Reverdi soupira une nouvelle fois. À Kanara, tout le monde semblait penser qu’il n’y avait que lui, le « grand Jacques », pour se dresser contre Raman. Par réflexe, il songea à Élisabeth. Pas question de bouger. Il devait rester un prisonnier modèle et vivre, par l’esprit, auprès de sa bien-aimée.

— C’est pas mes oignons.

— Ce sont des mômes. Il les force à le sucer. Il les encule sans préservatif. Cet enfoiré va tous les tuer.

— Je ne peux rien faire.

Éric se pencha encore. Son haleine diffusait une puanteur de décomposition. Jacques imagina sa langue sous la forme d’une charogne. Le gnome dit, mi-sérieux, mi-ironique :

— T’es le maître ici, Reverdi. Tu peux pas laisser faire ça sur ton territoire.

La flatterie était grossière mais le mot « maître » provoqua un déclic. Il s’en voulut d’être encore sensible à ce genre de vanités. Surtout dans ce royaume de dégénérés. Pourtant, Éric avait raison : il était écrit que le gardien devait mourir. Depuis l’instant où il l’avait obligé, lui, à racler la sueur des murs. À la seconde exacte où il l’avait forcé à s’agenouiller. Aucun être humain qui l’avait humilié ne pouvait rester vivant.

Dès lors, pourquoi ne pas accélérer le mouvement et sauver quelques gosses ? Une idée l’éclaira. Il allait intégrer Élisabeth à sa décision : « Quand elle aura identifié les Jalons, se dit-il, je lui offrirai la peau de Raman. »

— Attendons quelques jours, dit-il. On ne peut pas agir comme ça.

40

En Malaisie, les Cameron Highlands étaient célèbres. Impossible de feuilleter un guide sans tomber sur un long passage consacré à cette région. Pour tous les Malais, ces terres faisaient figure de paradis, parce qu’elles s’ouvraient sur un miracle : la fraîcheur. À plus de 1 500 mètres d’altitude, on échappait aux moussons humides et aux saisons brûlantes. Au-dessus des brumes, il y avait le froid.

Les Anglais, les premiers, avaient colonisé ces sommets, bâtissant des manoirs, taillant des terrains de cricket, plantant des champs de thé — et interdisant tout accès aux Malais. Puis, une fois les colonisateurs évacués, les riches autochtones avaient pris leur place, construisant à leur tour des hôtels de luxe, déployant des parcours de golf, creusant toujours et encore les gigantesques forêts primaires.

Car, avant d’atteindre ces verts paradis, il y avait la jungle.

Marc roulait maintenant sous de hautes voûtes de feuilles. Il suivait des virages en lacets bordés, à droite, par les falaises couvertes de lianes et, à gauche, par des précipices d’émeraude. La route ne cessait de monter en épingles à cheveux et on discernait, en contrebas, le fil d’asphalte de la route parcourue.

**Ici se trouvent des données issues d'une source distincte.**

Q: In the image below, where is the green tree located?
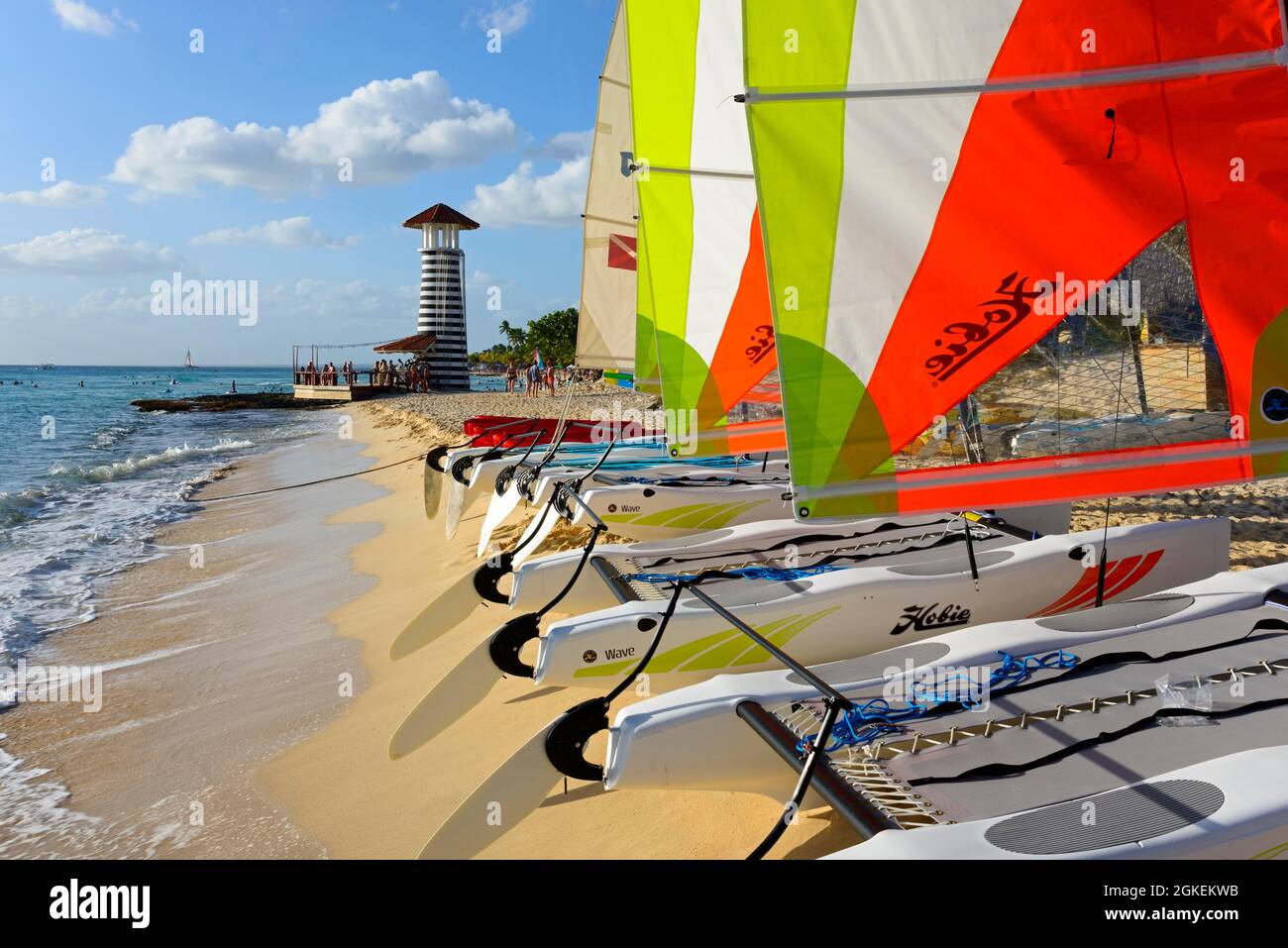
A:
[471,309,577,366]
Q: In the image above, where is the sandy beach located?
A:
[10,391,1288,859]
[263,395,845,859]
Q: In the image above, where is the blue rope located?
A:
[622,563,847,586]
[551,458,746,471]
[796,649,1078,754]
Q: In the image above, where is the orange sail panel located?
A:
[747,0,1288,518]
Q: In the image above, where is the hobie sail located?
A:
[577,10,636,386]
[744,0,1288,518]
[626,0,785,455]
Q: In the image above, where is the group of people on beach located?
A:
[505,358,568,398]
[296,361,357,385]
[296,360,429,391]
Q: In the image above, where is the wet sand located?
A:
[0,394,1288,859]
[0,425,378,858]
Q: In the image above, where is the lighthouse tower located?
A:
[403,203,480,390]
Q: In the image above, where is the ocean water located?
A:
[0,366,332,664]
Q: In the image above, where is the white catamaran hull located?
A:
[535,518,1231,691]
[825,745,1288,859]
[604,565,1288,808]
[442,443,666,540]
[478,461,791,557]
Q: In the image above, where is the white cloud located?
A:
[467,155,590,228]
[0,181,107,207]
[0,227,183,275]
[471,0,532,36]
[192,218,360,248]
[51,0,139,36]
[110,71,515,196]
[259,279,419,322]
[536,129,595,161]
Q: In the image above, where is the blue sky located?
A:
[0,0,615,365]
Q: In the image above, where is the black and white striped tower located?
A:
[403,203,480,390]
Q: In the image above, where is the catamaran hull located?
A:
[604,565,1288,803]
[510,503,1070,614]
[453,445,666,540]
[535,518,1231,691]
[827,745,1288,859]
[478,461,791,557]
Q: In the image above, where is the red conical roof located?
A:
[403,203,480,231]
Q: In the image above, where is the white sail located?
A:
[577,3,636,372]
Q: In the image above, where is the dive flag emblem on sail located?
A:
[608,233,635,271]
[744,0,1288,518]
[577,3,636,372]
[626,0,786,455]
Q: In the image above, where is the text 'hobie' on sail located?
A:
[743,0,1288,519]
[625,0,785,455]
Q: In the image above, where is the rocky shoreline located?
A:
[130,391,348,412]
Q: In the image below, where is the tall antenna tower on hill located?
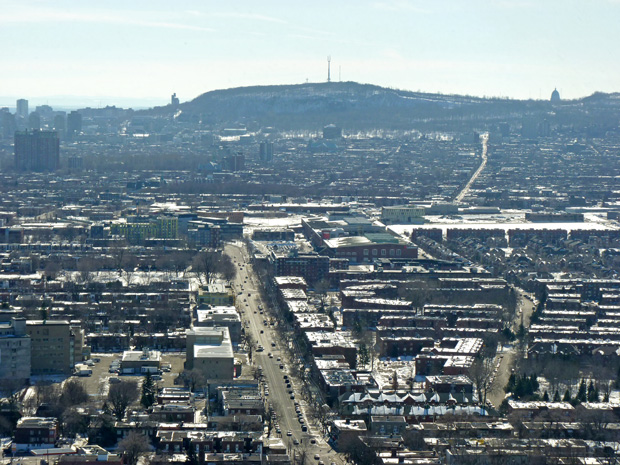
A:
[327,55,332,82]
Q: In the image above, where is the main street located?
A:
[224,244,345,465]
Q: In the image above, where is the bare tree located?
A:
[314,279,330,313]
[118,431,150,465]
[192,251,237,284]
[108,381,138,421]
[469,358,494,408]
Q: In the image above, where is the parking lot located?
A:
[73,352,185,397]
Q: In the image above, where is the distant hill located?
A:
[143,82,620,129]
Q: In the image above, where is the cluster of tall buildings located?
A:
[0,99,82,171]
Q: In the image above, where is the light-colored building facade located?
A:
[185,327,235,380]
[0,318,30,382]
[381,205,424,224]
[198,283,235,306]
[26,320,75,375]
[194,306,241,346]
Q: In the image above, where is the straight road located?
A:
[454,133,489,202]
[224,244,345,465]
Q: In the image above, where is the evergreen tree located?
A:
[588,380,598,402]
[562,389,571,402]
[575,379,588,402]
[358,342,370,367]
[140,371,155,408]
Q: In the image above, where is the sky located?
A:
[0,0,620,106]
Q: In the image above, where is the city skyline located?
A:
[0,0,620,107]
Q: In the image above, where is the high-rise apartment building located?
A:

Marc savourait cette première rencontre avec la forêt dense. Il avait stoppé la climatisation de sa Proton et roulait fenêtres ouvertes, afin de sentir la fraîcheur qui s’accentuait à chaque virage. Parfois même, il fermait les yeux, planant littéralement, cherchant à mettre un nom sur les parfums qui venaient à sa rencontre. En réalité, il improvisait, répétant comme une prière les noms qu’il avait lus dans son guide : palmiers, cocotiers, tualangs, orchidées, rafflésies…

À d’autres moments, des bribes de son entrevue avec le Dr Norman venaient le secouer de sa béatitude. « Ne le trahissez jamais. C’est la seule chose qu’il ne pourrait pas vous pardonner. » La trouille le prenait alors, beaucoup plus fraîche que les hautes terres. Il se répétait les questions : y avait-il danger, oui ou non ? Reverdi pouvait-il deviner la combine ? En mettant les choses au pire — son imposture dévoilée —, que risquait-il ? Le tueur était sous les verrous — et virtuellement condamné.

La route montait toujours. Les premiers signes de l’Empire britannique apparurent. D’abord, les plantations de thé. Des terrasses, en paliers ordonnés, exhalant dans l’air des senteurs humides, presque moisies. De loin, ces cultures ressemblaient aux étages de royaumes anciens, enclavés dans le grand vert. Parfois, les champs étaient bruns, compacts, taciturnes. D’autres fois, ils brillaient comme des petits pains de mousse, légers, luminescents.

Puis des hôtels se présentèrent. Manoirs blancs aux colombages noirs, fenêtres à vitraux colorés et cours de graviers gris, dans le plus pur style « british ». Aussitôt après, la jungle primaire se refermait, intacte. À croire qu’on avait rêvé. Puis, de nouveau, un terrain de golf apparaissait. Ou un hôtel de luxe, avec sa piscine turquoise…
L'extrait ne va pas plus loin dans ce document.